I1220 20:37:06.712175 10 webhook.go:415] Creating a MutatingWebhookConfiguration for the Spark pod admission webhook F1220 20:37:06.719623 10 main.go:209] MutatingWebhookConfiguration.admissionregistration.k8s.io "spark-operator-webhook-config" is invalid: [webhooks[0].sideEffects: Required value: must specify one of None, NoneOnDryRun, webhooks[0].admissionReviewVersions: Required value: must specify one of v1, v1beta1]

declark1 avatar Dec 20 '21 20:12 declark1

Also waiting eagerly for an official released version containing these changes, do we have an ETA for that?

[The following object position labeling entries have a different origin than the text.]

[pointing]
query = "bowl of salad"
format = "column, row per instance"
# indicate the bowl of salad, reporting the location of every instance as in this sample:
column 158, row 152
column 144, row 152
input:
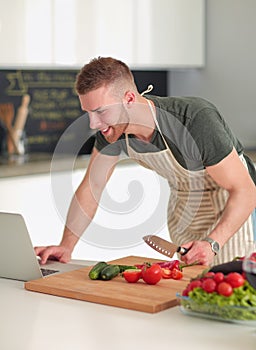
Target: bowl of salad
column 226, row 297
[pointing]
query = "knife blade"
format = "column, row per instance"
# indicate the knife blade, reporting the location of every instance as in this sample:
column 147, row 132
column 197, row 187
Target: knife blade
column 164, row 247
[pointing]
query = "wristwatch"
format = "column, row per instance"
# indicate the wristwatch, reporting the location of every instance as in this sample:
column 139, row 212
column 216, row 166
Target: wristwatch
column 214, row 245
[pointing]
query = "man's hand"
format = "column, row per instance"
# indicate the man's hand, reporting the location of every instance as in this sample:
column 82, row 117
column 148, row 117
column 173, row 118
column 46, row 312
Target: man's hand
column 199, row 251
column 56, row 252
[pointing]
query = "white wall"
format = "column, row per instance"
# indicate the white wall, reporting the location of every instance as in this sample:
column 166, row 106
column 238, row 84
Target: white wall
column 229, row 77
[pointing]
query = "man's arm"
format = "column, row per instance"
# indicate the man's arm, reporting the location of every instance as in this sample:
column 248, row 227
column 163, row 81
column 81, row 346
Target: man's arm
column 83, row 206
column 231, row 175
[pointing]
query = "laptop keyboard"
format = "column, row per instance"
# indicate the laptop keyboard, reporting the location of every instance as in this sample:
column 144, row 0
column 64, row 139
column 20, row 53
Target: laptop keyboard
column 47, row 272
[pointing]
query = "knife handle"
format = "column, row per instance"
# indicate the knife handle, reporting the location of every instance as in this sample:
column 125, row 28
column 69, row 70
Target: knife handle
column 182, row 250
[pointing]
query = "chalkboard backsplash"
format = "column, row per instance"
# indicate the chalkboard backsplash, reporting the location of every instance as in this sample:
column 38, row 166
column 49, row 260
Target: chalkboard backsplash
column 54, row 105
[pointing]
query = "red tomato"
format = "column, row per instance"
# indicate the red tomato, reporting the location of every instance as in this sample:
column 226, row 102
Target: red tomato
column 185, row 292
column 166, row 273
column 218, row 277
column 209, row 285
column 225, row 289
column 132, row 275
column 176, row 274
column 152, row 274
column 235, row 279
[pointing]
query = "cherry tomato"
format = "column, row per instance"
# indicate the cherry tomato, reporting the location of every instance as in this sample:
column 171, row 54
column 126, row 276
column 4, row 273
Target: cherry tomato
column 224, row 288
column 152, row 274
column 235, row 279
column 218, row 277
column 176, row 274
column 209, row 285
column 166, row 273
column 132, row 275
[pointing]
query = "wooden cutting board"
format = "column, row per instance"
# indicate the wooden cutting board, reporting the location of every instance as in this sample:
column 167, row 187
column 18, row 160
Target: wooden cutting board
column 116, row 292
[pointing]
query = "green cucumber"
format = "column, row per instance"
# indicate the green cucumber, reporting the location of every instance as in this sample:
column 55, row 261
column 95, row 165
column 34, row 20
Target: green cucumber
column 94, row 273
column 109, row 272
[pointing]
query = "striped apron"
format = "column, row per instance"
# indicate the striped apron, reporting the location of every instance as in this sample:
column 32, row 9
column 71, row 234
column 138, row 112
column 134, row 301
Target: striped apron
column 196, row 201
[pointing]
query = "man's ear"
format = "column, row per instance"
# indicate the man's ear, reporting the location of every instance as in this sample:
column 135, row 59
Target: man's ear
column 129, row 97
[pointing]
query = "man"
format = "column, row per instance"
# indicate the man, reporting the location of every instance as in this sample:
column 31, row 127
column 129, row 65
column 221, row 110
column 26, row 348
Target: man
column 186, row 141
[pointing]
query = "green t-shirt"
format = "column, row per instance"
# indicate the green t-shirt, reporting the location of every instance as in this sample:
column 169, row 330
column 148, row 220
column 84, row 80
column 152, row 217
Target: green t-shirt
column 193, row 129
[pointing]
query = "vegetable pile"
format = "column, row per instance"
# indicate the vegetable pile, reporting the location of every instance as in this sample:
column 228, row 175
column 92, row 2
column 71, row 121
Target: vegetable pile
column 149, row 273
column 227, row 296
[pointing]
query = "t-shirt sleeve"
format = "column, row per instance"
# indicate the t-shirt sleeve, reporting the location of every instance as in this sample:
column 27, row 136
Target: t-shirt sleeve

jgoeres avatar Jan 04 '22 12:01 jgoeres

Any update on when this might be addressed?

andrijaperovic avatar Jan 22 '22 01:01 andrijaperovic

This has been addressed already, see https://github.com/GoogleCloudPlatform/spark-on-k8s-operator/issues/1450. In short, you can use image ghcr.io/googlecloudplatform/spark-operator:v1beta2-1.3.3-3.1.1. For an overview of images published to the new registry, you can check https://github.com/GoogleCloudPlatform/spark-on-k8s-operator/pkgs/container/spark-operator. You'll simply need to set some helm overrides: --set image.tag=v1beta2-1.3.3-3.1.1 --set image.repository=ghcr.io/googlecloudplatform/spark-operator

aneagoe avatar Jan 22 '22 06:01 aneagoe

@aneagoe : Do you know when this version will be available in dockerhub? I have been asked to update the version of spark operator which will be supported by openshift 4.9

sp-matrix avatar Aug 12 '22 19:08 sp-matrix